0
votes

MongoDB aggregation documentation on $out says:

"Takes the documents returned by the aggregation pipeline and writes them to a specified collection. The $out operator must be the last stage in the pipeline. The $out operator lets the aggregation framework return result sets of any size."

https://docs.mongodb.org/manual/reference/operator/aggregation/out/

So, one issue may be that aggregation may run out of memory or use a lot of memory. But how $out will help here, ultimately if the aggregation returning a lot of buckets, they are to be held in memory first.

1
If your issue is actually something like receiving an error saying "BSON size limit exceeded" or similar then $out will not help here. As the documentation says, it just ouputs to a collection. This was a MongoDB 2.6 introduced feature, but then again so were cursors. Both allow a total output greater than 16MB ( which was a limit in previous versions ), but the limit per document still applies.Blakes Seven

1 Answers

3
votes

The $out operator is useful when you have a certain use-case which takes long to calculate but doesn't need to be current all the time.

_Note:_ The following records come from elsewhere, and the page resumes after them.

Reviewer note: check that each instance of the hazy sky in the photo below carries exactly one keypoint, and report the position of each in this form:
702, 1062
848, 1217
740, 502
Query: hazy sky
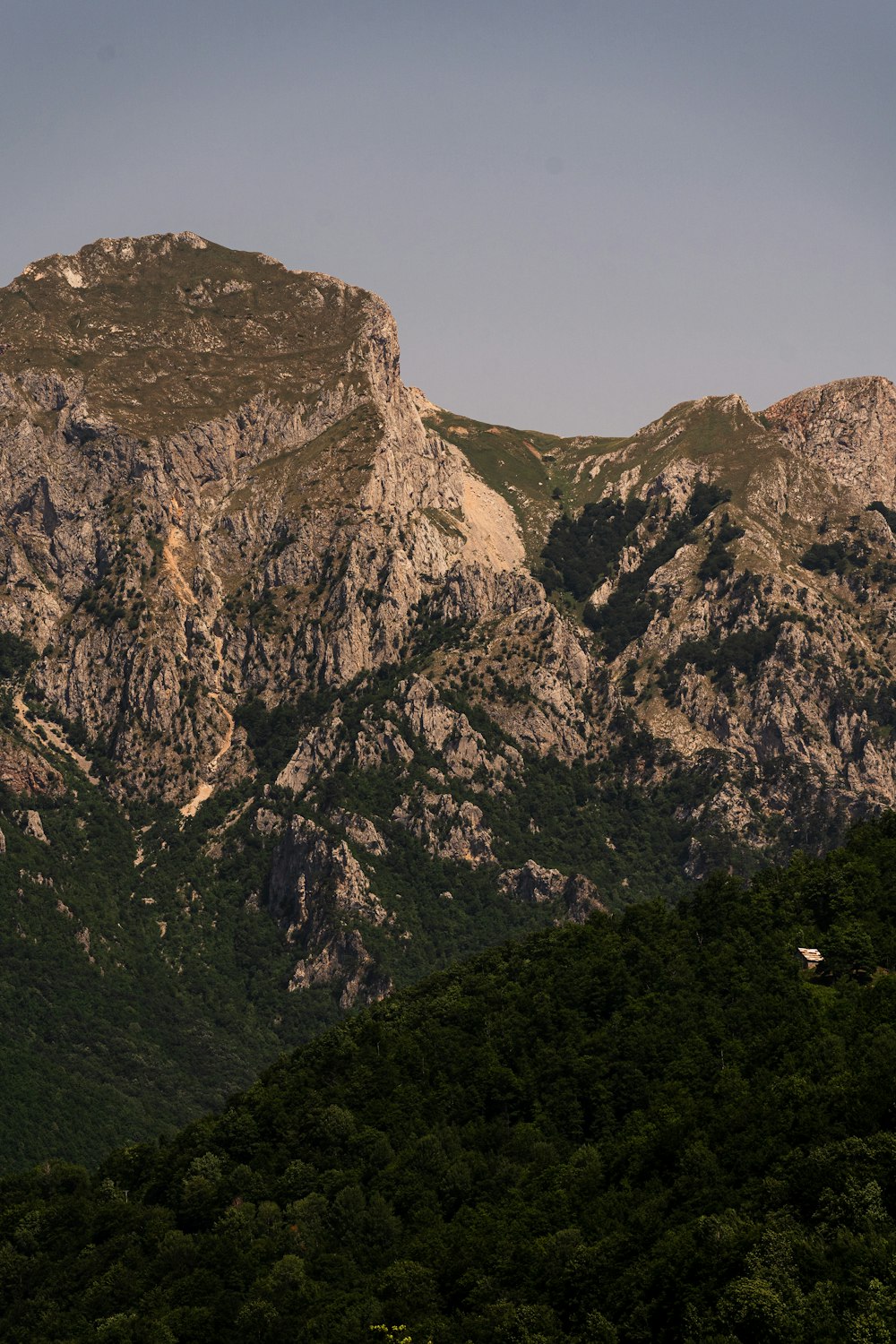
579, 212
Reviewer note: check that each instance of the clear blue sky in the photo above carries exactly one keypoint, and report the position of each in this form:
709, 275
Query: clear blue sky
579, 212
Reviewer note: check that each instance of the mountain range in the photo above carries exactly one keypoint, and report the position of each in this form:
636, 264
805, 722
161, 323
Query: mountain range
312, 687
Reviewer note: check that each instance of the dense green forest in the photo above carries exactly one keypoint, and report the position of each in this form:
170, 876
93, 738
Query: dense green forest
654, 1126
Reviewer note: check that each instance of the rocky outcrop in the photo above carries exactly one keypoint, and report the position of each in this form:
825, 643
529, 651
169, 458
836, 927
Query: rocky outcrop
320, 897
848, 429
447, 828
538, 886
31, 824
26, 773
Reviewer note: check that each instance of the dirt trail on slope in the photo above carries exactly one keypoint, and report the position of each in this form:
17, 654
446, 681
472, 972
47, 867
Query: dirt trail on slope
207, 787
30, 722
172, 545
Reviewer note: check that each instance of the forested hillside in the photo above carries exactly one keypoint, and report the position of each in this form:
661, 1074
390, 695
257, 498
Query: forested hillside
653, 1126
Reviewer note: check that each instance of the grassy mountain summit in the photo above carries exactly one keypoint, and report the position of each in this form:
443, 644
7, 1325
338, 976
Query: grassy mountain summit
311, 687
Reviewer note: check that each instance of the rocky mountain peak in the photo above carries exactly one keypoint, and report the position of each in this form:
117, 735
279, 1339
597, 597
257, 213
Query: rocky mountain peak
163, 332
848, 427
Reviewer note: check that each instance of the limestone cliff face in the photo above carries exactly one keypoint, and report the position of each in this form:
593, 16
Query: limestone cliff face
849, 430
323, 900
174, 562
223, 513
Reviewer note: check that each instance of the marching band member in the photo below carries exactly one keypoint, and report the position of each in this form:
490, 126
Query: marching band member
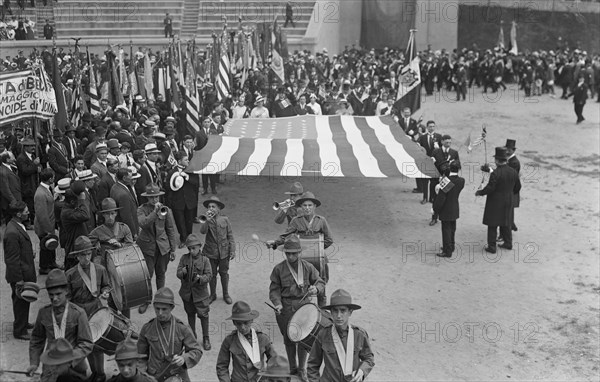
88, 283
195, 273
291, 280
333, 345
245, 347
166, 342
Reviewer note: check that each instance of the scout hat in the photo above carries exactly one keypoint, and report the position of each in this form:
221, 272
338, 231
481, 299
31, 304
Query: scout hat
295, 189
164, 296
127, 350
341, 298
241, 312
308, 196
291, 245
82, 244
213, 199
56, 278
59, 352
152, 190
108, 204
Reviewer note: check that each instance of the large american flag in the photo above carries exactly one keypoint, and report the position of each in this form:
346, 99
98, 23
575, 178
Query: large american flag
329, 146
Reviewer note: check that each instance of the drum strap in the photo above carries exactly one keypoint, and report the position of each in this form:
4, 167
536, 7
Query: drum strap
59, 332
90, 282
344, 356
252, 350
298, 277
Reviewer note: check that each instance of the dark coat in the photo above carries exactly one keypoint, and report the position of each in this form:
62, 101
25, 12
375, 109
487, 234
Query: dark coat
18, 254
446, 204
504, 182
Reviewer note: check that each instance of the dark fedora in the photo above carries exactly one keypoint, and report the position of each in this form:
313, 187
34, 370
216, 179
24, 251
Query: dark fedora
341, 298
291, 244
511, 144
59, 352
241, 311
500, 153
295, 189
152, 189
308, 196
213, 199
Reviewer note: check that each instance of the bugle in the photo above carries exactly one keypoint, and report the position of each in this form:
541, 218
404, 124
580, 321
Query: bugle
282, 205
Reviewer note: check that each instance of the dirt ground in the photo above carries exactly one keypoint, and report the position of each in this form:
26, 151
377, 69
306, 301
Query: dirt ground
527, 314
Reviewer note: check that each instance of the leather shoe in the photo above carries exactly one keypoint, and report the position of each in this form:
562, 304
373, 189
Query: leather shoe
206, 343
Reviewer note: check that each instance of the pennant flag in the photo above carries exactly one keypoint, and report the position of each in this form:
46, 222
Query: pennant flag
329, 146
409, 88
513, 39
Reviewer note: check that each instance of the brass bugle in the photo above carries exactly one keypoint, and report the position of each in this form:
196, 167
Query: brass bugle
282, 205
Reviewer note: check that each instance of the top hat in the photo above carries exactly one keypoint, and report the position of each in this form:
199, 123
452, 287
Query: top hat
308, 196
127, 350
277, 366
152, 189
500, 153
511, 144
82, 244
295, 189
291, 245
164, 296
341, 298
108, 204
193, 239
241, 312
56, 278
213, 199
59, 352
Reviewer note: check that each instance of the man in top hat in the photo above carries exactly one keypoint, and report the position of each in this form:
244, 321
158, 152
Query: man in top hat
45, 222
183, 195
195, 273
219, 246
446, 206
158, 235
332, 344
20, 267
127, 358
88, 283
60, 319
292, 281
245, 347
290, 212
176, 350
499, 210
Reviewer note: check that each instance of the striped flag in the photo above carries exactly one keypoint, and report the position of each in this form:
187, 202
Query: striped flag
329, 146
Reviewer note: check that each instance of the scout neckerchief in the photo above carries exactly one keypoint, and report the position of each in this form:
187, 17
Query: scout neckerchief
344, 356
298, 277
59, 332
252, 350
90, 282
166, 344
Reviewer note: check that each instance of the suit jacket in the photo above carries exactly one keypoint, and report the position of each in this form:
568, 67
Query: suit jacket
156, 232
446, 204
57, 158
128, 204
18, 254
10, 187
503, 183
44, 222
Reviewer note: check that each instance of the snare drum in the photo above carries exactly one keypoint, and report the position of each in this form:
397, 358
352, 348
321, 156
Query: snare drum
108, 329
306, 323
129, 276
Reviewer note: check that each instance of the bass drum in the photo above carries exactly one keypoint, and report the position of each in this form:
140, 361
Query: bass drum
306, 323
130, 279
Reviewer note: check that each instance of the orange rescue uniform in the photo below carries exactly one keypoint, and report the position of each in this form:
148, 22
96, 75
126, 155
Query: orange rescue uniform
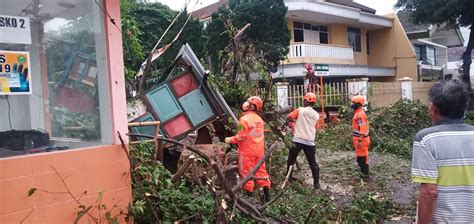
250, 141
360, 134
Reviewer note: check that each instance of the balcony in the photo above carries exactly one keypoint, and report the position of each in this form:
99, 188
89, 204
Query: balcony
321, 51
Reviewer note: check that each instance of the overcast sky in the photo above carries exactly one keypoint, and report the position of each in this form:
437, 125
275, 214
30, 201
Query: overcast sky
382, 6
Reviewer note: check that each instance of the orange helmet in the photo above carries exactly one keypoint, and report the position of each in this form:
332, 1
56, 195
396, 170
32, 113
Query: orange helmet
245, 106
358, 99
310, 97
257, 102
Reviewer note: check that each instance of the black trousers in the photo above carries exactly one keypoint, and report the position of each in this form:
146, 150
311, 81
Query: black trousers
310, 152
364, 167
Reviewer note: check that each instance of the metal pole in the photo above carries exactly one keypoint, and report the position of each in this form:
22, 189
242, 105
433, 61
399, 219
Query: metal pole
322, 98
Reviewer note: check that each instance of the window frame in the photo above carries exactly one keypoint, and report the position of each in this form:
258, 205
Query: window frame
357, 36
302, 26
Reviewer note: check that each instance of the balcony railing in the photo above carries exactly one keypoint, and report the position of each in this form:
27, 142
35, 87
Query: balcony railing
321, 51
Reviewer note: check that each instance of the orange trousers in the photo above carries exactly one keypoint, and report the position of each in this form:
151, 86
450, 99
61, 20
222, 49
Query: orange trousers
246, 164
363, 149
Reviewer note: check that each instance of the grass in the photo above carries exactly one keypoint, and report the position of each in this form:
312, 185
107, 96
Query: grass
344, 197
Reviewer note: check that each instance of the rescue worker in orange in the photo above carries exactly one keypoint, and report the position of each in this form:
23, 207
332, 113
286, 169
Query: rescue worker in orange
360, 135
250, 141
306, 120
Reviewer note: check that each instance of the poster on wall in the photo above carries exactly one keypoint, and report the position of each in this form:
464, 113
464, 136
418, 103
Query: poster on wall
15, 30
14, 73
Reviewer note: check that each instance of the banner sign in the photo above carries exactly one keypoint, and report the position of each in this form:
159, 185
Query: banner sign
321, 70
15, 30
14, 72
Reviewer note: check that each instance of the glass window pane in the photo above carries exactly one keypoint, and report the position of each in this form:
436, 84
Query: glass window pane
323, 28
367, 40
67, 73
298, 25
354, 38
298, 35
358, 46
323, 38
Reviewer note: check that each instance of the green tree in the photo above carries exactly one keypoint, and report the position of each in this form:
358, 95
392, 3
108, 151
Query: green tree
268, 32
133, 50
450, 12
266, 41
152, 20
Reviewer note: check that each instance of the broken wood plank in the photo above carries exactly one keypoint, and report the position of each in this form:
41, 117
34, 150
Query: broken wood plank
183, 168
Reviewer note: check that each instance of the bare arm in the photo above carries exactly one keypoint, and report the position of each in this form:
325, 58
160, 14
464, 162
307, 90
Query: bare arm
427, 202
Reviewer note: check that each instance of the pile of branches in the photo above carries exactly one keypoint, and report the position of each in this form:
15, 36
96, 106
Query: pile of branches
225, 196
392, 128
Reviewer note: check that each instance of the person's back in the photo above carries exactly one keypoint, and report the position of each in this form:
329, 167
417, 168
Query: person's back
254, 143
443, 158
448, 152
305, 126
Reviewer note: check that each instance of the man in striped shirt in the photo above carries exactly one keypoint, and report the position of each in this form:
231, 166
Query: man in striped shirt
443, 158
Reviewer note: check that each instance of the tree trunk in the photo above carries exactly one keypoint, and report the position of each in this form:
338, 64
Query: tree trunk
467, 60
466, 67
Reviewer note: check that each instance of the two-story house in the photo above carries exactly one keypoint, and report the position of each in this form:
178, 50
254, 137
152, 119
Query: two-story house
431, 44
348, 37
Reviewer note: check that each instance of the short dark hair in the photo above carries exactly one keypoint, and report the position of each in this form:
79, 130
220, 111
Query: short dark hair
450, 97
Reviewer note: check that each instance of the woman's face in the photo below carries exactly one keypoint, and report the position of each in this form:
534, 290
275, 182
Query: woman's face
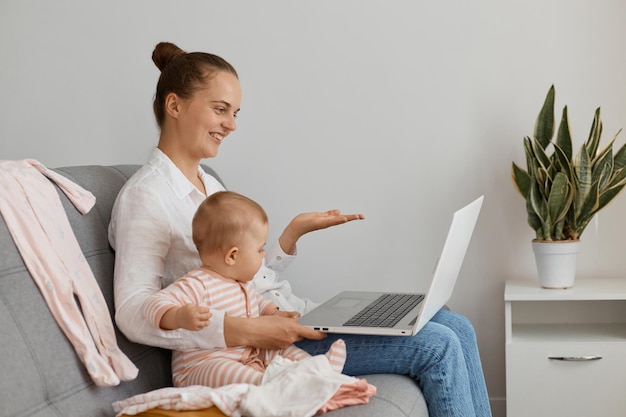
205, 119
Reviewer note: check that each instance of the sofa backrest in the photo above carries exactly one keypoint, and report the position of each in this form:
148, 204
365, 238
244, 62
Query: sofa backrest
40, 372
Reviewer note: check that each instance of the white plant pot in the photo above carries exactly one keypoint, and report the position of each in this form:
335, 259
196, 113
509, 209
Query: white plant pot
556, 263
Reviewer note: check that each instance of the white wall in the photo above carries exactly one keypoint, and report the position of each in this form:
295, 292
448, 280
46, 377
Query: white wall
401, 110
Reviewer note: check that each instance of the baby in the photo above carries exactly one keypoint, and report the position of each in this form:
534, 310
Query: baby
229, 231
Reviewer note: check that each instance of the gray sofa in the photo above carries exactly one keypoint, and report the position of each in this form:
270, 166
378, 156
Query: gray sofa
42, 376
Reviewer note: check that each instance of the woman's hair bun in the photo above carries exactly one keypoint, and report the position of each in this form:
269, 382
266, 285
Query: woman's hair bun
164, 53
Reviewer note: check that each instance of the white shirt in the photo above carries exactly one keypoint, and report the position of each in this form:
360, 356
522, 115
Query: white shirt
150, 231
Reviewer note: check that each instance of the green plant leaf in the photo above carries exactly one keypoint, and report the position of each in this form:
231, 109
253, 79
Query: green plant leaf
521, 180
559, 199
540, 208
563, 137
594, 134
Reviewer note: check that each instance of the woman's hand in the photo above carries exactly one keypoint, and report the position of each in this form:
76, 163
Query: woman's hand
266, 332
308, 222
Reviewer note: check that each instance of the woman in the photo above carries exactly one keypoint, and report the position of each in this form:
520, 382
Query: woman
197, 100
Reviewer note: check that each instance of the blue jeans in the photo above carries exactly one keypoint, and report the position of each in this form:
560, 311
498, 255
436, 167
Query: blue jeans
443, 358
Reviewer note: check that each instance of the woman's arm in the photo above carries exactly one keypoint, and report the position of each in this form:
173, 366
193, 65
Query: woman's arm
308, 222
141, 235
266, 332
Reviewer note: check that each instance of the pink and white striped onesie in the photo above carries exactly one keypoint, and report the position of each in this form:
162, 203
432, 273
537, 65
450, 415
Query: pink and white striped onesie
218, 367
43, 235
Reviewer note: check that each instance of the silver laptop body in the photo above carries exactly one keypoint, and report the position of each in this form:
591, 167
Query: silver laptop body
331, 316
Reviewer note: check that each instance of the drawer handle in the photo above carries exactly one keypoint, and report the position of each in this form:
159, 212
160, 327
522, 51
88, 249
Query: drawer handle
575, 358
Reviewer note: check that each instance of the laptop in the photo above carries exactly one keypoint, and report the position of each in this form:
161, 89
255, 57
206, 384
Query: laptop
370, 313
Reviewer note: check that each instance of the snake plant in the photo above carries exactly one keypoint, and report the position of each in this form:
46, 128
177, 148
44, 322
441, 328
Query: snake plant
563, 192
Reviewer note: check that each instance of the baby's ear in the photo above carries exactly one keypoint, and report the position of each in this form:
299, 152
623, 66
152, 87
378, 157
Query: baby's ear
230, 257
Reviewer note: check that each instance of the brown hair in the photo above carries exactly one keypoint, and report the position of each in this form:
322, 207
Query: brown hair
222, 219
183, 73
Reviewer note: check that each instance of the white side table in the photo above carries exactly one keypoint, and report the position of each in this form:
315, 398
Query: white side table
566, 349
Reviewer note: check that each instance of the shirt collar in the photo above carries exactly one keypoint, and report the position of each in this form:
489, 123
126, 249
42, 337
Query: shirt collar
179, 184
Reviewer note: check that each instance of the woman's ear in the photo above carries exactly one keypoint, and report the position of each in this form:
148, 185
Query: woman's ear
172, 105
230, 257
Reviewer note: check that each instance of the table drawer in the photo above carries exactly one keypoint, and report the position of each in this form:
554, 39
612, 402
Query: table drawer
589, 380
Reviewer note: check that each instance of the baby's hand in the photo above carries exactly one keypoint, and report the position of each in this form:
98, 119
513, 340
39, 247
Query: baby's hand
288, 314
193, 317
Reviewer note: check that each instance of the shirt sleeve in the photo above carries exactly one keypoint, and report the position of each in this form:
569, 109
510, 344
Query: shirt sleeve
140, 235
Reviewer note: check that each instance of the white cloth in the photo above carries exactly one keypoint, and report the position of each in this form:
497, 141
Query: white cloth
288, 389
150, 231
195, 397
293, 389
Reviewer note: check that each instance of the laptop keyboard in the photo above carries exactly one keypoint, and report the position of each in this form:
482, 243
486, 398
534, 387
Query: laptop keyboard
386, 311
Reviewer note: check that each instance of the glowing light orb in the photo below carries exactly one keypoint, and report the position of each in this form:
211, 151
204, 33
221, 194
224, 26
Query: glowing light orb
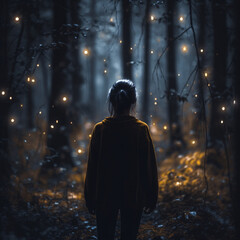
85, 52
184, 48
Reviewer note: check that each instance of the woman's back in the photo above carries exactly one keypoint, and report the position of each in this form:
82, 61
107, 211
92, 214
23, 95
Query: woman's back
122, 171
124, 150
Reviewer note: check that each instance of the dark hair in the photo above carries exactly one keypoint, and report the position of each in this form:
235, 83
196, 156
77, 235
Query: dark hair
121, 96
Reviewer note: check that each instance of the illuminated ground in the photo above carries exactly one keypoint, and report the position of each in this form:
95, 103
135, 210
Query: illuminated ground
186, 208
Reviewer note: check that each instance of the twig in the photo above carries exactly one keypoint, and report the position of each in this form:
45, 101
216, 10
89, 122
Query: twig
202, 97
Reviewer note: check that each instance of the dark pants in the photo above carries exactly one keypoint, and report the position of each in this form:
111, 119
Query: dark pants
107, 218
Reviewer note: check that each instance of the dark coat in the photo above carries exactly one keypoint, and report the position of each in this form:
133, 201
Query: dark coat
122, 169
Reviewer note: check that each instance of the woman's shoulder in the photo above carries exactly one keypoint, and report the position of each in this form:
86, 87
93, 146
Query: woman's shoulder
125, 120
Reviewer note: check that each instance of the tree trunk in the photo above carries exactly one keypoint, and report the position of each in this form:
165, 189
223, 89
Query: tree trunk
172, 88
92, 84
58, 134
237, 116
219, 70
199, 119
77, 79
146, 87
126, 39
4, 98
29, 42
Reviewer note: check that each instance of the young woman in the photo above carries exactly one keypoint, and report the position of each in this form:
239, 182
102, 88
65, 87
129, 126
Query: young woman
122, 170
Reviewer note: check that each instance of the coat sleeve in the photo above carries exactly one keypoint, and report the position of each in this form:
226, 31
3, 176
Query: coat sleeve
91, 175
150, 175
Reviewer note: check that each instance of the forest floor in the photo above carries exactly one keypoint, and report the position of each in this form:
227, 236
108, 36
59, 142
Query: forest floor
189, 207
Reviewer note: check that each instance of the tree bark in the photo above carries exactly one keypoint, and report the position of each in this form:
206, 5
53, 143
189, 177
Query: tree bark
219, 70
199, 119
93, 55
146, 87
236, 136
58, 134
126, 39
172, 88
77, 78
4, 99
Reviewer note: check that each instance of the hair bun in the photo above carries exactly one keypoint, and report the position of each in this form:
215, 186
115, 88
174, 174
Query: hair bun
121, 96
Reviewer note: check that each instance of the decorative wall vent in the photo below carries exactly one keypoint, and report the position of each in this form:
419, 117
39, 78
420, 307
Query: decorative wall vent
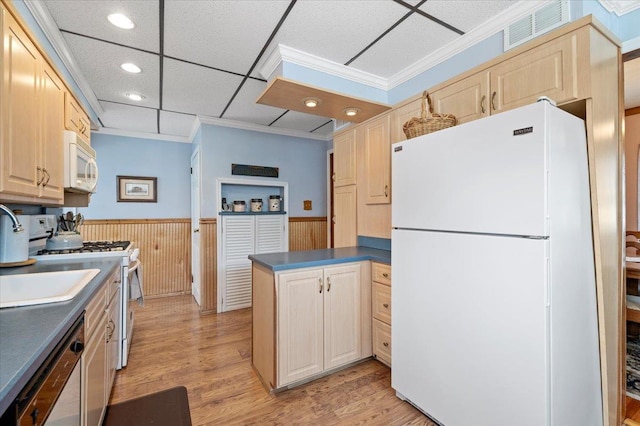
545, 19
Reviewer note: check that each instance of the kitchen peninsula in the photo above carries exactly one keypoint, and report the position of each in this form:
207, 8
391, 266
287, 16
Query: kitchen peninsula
311, 312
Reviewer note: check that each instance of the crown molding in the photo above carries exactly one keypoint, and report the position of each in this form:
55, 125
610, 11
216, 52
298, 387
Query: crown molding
288, 54
620, 7
469, 39
261, 128
52, 33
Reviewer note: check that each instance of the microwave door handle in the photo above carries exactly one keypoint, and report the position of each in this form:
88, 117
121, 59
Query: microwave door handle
95, 167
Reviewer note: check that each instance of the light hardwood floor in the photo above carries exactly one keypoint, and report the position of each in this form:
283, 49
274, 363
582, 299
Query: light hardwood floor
211, 356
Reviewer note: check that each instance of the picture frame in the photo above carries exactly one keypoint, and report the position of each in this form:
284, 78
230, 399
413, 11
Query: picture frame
137, 189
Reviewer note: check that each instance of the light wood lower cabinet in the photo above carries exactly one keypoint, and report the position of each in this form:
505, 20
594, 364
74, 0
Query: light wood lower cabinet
309, 321
381, 311
100, 355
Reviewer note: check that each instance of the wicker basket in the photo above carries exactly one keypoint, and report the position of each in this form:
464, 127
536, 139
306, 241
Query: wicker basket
428, 121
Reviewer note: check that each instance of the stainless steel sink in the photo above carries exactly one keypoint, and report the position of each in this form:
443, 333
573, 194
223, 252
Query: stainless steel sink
43, 287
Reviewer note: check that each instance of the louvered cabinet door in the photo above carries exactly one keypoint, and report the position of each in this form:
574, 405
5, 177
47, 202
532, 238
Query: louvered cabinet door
270, 234
238, 242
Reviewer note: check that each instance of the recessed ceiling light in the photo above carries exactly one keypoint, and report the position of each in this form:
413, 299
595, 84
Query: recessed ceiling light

Let's say you have a website where you want a list of the top ten currently most popular articles on the frontpage (most hits in the past 60 minutes). To create this statistic, you need to parse your access log collections with a pipeline like this:

  • $match the last hour
  • $group by article-id and user to filter out reloads
  • $group again by article-id to get the hit count for each article and user
  • $sort by count.
  • $limit to 10 results

When you have a very popular website with a lot of content, this can be a quite load-heavy aggregation. And when you have it on the frontpage you need to do it for every single frontpage hit. This can create a quite nasty load on your database and considerably bog down the loading time.

How do we solve this problem?

Instead of performing that aggregation on every page hit, we perform it once every minute with a cronjob which uses $out to put the aggregated top ten list into a new collection. You can then query the cached results in that collection directly. Getting all 10 results from a 10-document collection will be far faster than performing that aggregation all the time.